Revolut has come under renewed regulatory examination following revelations that its billionaire chief executive Nik Storonsky has shifted his residency from the United Kingdom to the United Arab Emirates. The change was confirmed by a filing last month through Storonsky’s family office at Companies House indicating his new UAE residency. However, Revolut’s own filings continue to show Storonsky as a resident in Britain.
The Financial Conduct Authority and the Bank of England were reportedly unaware of Storonsky’s change in residency until news broke regarding the Companies House filing. Both authorities have since approached Revolut seeking explanations and assurances regarding the company’s management and oversight. A company source stated that Storonsky is fulfilling his duties as chief executive from the United Kingdom and that the company does not control filings submitted by the chief executive’s private business interests.
A spokesperson for Revolut commented that the company operates in 39 markets and that Storonsky divides his time between the United Kingdom and prominent international regions, supporting the global nature of the company. Revolut maintains that there has been no alteration to Storonsky’s responsibilities or his registered information as filed at Companies House.

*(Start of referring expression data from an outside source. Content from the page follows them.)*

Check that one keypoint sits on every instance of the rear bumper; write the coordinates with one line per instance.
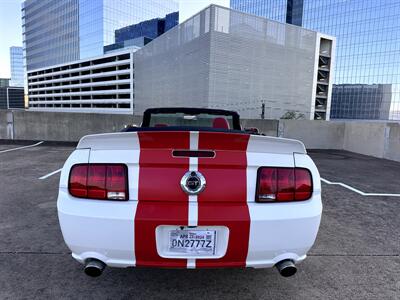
(105, 230)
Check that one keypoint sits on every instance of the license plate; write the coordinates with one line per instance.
(194, 242)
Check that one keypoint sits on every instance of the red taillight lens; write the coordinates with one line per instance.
(78, 181)
(303, 184)
(99, 181)
(283, 184)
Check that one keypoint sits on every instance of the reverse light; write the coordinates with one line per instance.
(283, 184)
(99, 181)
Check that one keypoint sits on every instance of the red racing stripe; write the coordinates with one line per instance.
(161, 199)
(224, 201)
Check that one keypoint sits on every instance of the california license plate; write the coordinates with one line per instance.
(192, 242)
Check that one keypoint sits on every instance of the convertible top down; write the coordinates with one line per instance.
(189, 188)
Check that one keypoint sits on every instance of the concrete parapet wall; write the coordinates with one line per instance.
(379, 139)
(365, 138)
(314, 134)
(65, 126)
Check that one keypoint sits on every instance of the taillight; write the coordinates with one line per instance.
(283, 184)
(99, 181)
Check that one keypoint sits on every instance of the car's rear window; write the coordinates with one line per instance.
(188, 120)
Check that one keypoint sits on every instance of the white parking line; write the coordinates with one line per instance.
(358, 191)
(50, 174)
(23, 147)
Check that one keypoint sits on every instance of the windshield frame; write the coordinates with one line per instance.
(191, 111)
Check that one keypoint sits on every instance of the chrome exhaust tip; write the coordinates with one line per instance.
(286, 268)
(94, 267)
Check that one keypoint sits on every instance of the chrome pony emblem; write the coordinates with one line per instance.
(193, 182)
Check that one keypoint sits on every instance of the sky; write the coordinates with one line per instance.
(10, 32)
(188, 8)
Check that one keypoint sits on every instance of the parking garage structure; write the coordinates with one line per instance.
(102, 84)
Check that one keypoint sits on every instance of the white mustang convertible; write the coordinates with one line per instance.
(189, 189)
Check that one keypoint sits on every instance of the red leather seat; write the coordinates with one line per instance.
(221, 123)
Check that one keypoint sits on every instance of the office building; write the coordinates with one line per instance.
(137, 35)
(100, 85)
(11, 97)
(16, 66)
(368, 40)
(227, 59)
(4, 82)
(61, 31)
(219, 58)
(361, 101)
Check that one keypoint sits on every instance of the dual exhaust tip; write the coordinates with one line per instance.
(95, 267)
(286, 268)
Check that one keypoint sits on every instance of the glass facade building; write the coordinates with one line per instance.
(368, 43)
(60, 31)
(16, 66)
(98, 20)
(137, 35)
(50, 32)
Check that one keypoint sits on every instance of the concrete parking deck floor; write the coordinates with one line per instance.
(356, 255)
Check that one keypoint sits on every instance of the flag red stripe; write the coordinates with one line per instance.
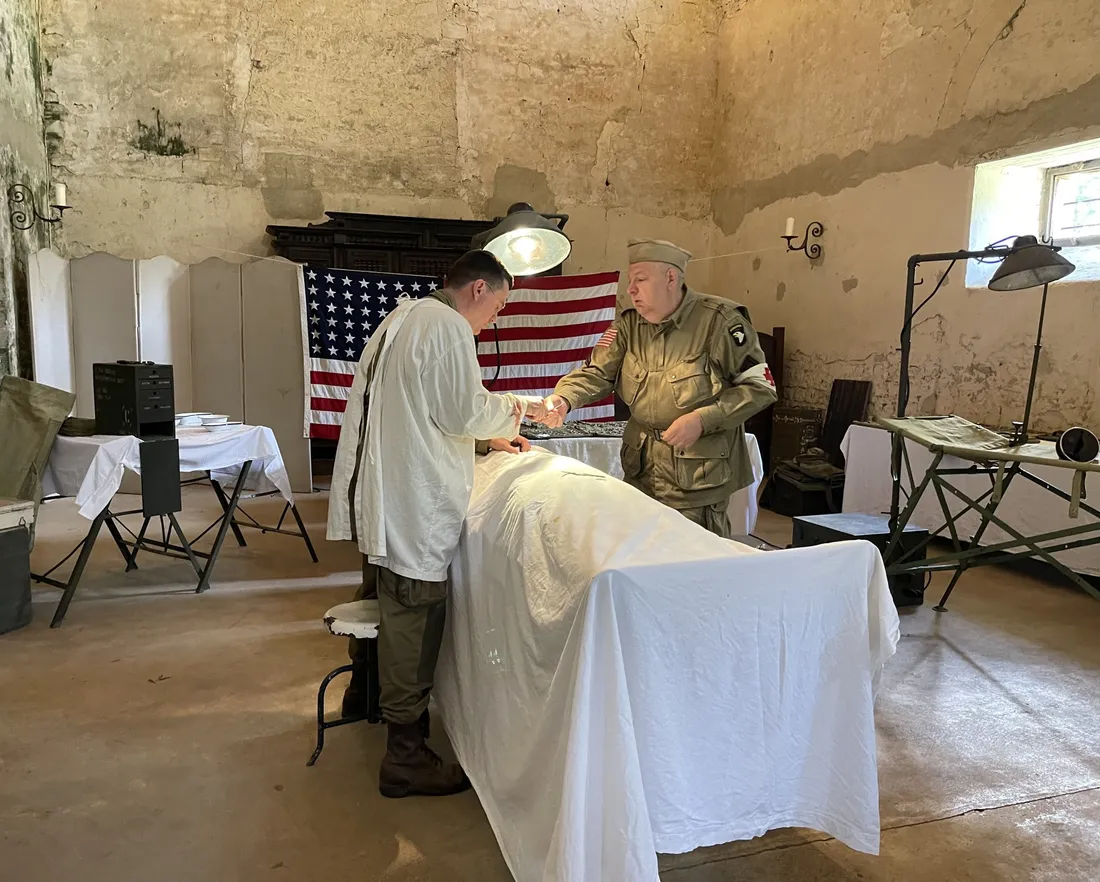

The ambiguity over Storonsky’s residency poses a fresh challenge for Revolut, a fintech group previously confronted by regulatory barriers in the United Kingdom. Since its founding as a currency card provider, the company has expanded to include a broad suite of services ranging from cryptocurrency and equities trading to modest lending operations in Europe, the United States and Australia. The business employs more than ten thousand staff members and last year recorded pre-tax profits of £1.1 billion. A recent share sale has valued the group at $75 billion, reportedly making it the most valuable private tech firm in Europe and propelling Storonsky’s personal fortune close to £7 billion.
Revolut continues to face scrutiny regarding its accounts and ownership structure which has impeded full approval of its UK banking licence. City regulators took three years before granting the company a provisional banking licence which was awarded in July 2024. Concerns regarding the firm’s internal controls persist, leaving the Bank of England yet to issue a full licence.